For the past few months in this newsletter we have been discussing performance optimization using plain vanilla SQL Server indexes. This month we will still be discussing indexes, but indexes of a new and different type. We will also discuss a form of data storage that has important implications for improving performance. All these features were introduced in SQL Server 2008 and are available in all editions.
Our aim in this article is to make you aware of these new features in SQL Server and to give you a real-world example of how they can be used effectively. We will not discuss the details of implementation of these new objects but we will give a link to a very thorough discussion of the implementation details as well as other important details.
Sparse Columns
Sparse columns are primarily meant for columns that hold a high percentage of null values. Properly used, they can reduce the size of certain tables dramatically and can significantly increase the performance of queries against those tables.

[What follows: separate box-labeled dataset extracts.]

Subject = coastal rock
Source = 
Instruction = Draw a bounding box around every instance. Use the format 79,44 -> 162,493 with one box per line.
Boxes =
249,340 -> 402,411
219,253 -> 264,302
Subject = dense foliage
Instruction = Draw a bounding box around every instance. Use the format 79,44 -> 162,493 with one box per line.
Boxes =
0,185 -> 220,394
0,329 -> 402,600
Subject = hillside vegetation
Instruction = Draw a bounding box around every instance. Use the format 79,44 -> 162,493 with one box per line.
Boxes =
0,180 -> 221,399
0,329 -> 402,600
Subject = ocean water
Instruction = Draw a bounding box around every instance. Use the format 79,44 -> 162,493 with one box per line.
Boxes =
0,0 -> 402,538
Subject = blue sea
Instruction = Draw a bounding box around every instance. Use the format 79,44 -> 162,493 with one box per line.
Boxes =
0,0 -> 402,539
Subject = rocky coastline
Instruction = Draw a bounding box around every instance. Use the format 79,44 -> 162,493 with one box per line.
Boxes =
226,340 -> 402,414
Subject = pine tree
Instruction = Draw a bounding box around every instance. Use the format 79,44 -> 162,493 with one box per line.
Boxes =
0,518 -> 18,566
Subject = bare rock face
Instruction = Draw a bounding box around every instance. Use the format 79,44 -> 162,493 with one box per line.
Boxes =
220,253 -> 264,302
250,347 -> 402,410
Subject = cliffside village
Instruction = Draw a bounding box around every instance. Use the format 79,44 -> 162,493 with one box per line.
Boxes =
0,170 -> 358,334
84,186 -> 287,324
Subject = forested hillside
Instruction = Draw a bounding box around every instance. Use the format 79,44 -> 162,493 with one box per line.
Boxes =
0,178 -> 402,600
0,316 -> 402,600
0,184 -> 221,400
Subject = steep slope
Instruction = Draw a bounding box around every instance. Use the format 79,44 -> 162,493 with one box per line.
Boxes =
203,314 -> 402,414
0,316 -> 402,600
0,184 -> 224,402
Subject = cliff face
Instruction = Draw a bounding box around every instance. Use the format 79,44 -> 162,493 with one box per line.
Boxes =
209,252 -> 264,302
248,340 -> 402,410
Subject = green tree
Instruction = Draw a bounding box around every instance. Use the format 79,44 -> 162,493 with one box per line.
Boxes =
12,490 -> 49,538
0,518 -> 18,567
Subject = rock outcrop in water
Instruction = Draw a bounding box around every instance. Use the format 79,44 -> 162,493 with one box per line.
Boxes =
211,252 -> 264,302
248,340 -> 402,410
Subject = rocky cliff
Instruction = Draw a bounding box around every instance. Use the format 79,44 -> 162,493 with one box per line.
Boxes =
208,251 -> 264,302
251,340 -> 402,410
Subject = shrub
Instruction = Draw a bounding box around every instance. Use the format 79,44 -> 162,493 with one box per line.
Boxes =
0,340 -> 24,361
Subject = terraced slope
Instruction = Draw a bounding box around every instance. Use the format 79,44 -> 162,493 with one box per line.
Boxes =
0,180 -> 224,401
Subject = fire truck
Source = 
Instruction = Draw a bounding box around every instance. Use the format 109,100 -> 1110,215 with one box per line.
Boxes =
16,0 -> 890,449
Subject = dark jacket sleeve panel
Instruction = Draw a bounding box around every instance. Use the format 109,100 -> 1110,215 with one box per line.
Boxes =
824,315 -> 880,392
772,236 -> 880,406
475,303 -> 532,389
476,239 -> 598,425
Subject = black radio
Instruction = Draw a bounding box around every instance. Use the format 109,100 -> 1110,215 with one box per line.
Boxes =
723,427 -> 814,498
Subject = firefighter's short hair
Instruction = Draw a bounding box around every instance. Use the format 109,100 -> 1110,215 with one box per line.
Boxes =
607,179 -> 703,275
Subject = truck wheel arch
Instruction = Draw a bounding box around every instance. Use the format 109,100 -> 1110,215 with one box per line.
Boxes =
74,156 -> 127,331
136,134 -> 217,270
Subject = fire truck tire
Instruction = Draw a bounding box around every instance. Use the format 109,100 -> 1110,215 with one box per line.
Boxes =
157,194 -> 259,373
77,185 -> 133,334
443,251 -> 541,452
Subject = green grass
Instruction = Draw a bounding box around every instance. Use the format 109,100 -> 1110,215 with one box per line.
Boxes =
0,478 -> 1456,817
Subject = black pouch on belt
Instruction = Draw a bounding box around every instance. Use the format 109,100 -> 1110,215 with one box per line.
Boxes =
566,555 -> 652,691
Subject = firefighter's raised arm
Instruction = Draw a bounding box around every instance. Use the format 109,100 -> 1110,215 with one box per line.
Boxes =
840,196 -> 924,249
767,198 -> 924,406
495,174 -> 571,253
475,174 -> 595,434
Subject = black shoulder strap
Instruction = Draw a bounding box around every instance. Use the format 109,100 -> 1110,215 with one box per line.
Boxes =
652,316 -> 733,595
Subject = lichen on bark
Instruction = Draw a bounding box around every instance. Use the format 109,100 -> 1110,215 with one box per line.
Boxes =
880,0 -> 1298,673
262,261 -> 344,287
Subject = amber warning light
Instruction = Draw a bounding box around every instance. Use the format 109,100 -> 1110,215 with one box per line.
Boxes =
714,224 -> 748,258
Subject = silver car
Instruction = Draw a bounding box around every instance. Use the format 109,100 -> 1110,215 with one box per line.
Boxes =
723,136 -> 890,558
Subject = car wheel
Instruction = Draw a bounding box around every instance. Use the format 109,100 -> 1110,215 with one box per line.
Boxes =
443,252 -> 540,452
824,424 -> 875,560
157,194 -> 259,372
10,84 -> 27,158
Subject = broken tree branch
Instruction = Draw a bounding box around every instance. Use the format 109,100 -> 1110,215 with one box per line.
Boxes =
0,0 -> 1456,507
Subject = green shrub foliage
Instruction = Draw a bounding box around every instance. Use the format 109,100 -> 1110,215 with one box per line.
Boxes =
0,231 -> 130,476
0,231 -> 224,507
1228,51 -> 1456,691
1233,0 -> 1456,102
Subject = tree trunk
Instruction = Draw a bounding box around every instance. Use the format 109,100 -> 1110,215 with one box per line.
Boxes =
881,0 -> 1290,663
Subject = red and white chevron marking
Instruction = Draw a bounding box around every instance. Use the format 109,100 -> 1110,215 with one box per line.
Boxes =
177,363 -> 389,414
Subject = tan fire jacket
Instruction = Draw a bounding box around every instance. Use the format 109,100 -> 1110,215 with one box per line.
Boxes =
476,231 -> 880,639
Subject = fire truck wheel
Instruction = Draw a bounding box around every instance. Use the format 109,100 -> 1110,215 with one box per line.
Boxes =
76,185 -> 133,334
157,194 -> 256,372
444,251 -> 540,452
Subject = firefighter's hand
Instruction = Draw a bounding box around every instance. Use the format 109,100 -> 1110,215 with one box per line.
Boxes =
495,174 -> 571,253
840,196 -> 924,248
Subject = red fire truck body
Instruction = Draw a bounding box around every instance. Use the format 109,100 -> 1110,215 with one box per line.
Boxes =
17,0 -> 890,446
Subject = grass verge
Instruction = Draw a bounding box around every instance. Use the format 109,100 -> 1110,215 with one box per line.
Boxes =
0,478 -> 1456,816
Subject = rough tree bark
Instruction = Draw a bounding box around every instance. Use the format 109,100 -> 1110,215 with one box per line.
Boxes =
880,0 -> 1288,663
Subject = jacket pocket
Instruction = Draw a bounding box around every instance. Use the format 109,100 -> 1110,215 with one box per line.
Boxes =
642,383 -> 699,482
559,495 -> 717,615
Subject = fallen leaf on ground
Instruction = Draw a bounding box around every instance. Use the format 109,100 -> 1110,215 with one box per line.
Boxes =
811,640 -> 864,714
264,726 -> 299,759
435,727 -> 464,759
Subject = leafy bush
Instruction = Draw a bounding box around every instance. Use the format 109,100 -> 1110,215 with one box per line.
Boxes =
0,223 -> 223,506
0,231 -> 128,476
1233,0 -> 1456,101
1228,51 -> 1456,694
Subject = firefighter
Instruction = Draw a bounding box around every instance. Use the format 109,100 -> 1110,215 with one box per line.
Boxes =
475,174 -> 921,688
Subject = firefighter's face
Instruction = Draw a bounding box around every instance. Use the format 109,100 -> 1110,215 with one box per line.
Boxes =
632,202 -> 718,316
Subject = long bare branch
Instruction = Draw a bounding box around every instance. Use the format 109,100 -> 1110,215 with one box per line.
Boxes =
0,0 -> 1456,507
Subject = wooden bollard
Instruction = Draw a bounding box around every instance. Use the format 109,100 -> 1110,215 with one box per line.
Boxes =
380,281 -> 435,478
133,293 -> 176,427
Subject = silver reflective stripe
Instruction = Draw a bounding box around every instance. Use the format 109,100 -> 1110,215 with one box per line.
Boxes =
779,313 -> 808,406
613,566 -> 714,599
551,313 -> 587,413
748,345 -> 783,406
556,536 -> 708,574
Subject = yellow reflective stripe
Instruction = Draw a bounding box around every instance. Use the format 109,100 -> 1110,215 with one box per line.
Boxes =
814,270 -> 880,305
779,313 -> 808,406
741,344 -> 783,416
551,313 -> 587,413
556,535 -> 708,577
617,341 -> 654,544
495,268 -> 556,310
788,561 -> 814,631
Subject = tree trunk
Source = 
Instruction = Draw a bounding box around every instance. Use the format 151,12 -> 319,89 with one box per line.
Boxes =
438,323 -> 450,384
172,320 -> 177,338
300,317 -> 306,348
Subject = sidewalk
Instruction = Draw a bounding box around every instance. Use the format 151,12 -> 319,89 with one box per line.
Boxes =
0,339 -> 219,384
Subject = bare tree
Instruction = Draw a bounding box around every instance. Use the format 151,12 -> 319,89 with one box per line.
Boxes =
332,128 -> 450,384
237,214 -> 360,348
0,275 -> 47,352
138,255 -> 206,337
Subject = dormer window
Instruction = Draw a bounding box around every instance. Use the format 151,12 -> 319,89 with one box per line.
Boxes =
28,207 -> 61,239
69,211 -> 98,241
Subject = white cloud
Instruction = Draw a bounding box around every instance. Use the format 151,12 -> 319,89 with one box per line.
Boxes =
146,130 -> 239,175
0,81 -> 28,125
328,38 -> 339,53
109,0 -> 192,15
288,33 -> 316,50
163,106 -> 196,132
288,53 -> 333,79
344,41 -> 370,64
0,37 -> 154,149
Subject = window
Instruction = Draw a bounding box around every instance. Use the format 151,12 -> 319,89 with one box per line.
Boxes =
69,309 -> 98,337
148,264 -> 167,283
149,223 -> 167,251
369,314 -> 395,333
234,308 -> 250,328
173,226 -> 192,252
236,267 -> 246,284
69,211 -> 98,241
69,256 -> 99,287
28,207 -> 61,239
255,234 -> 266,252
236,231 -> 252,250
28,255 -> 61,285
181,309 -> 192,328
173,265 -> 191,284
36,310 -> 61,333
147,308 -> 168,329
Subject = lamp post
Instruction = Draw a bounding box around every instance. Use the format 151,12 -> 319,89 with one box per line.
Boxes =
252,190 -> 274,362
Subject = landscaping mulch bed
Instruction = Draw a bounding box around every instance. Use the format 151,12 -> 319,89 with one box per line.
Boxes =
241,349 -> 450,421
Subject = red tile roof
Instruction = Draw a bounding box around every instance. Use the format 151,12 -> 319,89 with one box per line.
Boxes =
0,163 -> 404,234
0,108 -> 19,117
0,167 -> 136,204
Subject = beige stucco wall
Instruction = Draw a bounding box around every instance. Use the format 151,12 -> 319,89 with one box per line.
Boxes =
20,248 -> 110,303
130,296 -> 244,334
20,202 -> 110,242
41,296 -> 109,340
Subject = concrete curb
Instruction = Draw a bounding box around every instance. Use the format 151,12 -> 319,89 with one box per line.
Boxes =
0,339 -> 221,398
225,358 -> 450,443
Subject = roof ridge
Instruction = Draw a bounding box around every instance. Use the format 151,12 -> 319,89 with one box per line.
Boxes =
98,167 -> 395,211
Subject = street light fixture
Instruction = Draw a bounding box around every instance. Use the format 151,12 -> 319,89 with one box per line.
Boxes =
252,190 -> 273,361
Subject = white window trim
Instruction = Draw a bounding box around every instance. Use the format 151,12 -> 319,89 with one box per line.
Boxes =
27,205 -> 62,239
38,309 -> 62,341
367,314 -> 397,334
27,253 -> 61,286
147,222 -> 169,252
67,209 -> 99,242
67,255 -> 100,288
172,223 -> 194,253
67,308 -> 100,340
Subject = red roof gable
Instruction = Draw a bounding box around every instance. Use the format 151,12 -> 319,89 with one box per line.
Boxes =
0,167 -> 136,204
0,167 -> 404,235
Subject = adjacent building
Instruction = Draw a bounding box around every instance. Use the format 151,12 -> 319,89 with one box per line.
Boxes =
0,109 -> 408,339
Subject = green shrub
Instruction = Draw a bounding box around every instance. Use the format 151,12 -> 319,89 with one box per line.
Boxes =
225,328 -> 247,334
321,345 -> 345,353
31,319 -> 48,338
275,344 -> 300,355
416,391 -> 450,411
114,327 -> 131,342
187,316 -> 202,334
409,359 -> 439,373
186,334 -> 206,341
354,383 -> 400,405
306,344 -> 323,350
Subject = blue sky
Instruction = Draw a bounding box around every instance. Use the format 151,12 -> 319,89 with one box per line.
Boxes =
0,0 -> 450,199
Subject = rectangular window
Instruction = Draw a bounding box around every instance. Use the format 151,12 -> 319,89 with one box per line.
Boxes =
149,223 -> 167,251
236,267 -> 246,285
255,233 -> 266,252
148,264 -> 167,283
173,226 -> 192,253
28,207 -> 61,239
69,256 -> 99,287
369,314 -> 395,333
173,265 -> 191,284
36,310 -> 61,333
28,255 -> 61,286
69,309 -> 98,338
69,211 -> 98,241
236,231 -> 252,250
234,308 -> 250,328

For example, a column of the type CHAR(12) requires 12 bytes of storage even when that column is null. But if the column is declared as type SPARSE, the storage space required for null values is almost nothing. The space required for null values of other data types varies somewhat but space savings can be significant across all data types so long as there is a high percentage of null values in the column.
The tradeoff is that the storage of non-null values in a sparse column is slightly higher than it would be in a column that is not declared as SPARSE. The potential benefit of a sparse column depends on the data type and the percentage of rows that will be null in that column. To save you the calculation, Microsoft has created a table that will tell you, for any given data type, what percent of rows in the column must be null in order to achieve a 40% reduction in storage space.
About Sparse Columns
40% in an arbitrary number Microsoft has chosen, but as a practical matter it is probably not worth employing sparse columns unless you can achieve a space reduction of 20% or more. However, in many circumstances you might achieve a reduction of 80% or more.
The Parts Table
Our example is the Parts table in an auto parts database. The fundamental problem with a parts table is that different parts have different attributes and very few parts share the same attributes e.g. A rear view mirror might have a size, finish, etc. A wheel might have a diameter, number of lug holes, etc.
A truly relational parts table would contain thousands of columns to cover all the different attributes for all parts. Almost all of the columns in each row would be null. Many of those columns would need to be indexed. The indexes would be bloated by all the null values and force the table to take up much more storage space. This is an unwieldy solution that has forced many database designers to opt for a different approach.
One possibility is to create a table for each set of parts that share the same attributes. However, this also is unwieldy and it is a developer’s nightmare to create a program that can use a database like this.
Another option is the attribute\value table where rows become columns and columns become rows. That sort of table would at a minimum have a PartID column, an attribute name or ID, and the value of that attribute. In practice there are often many more columns than that.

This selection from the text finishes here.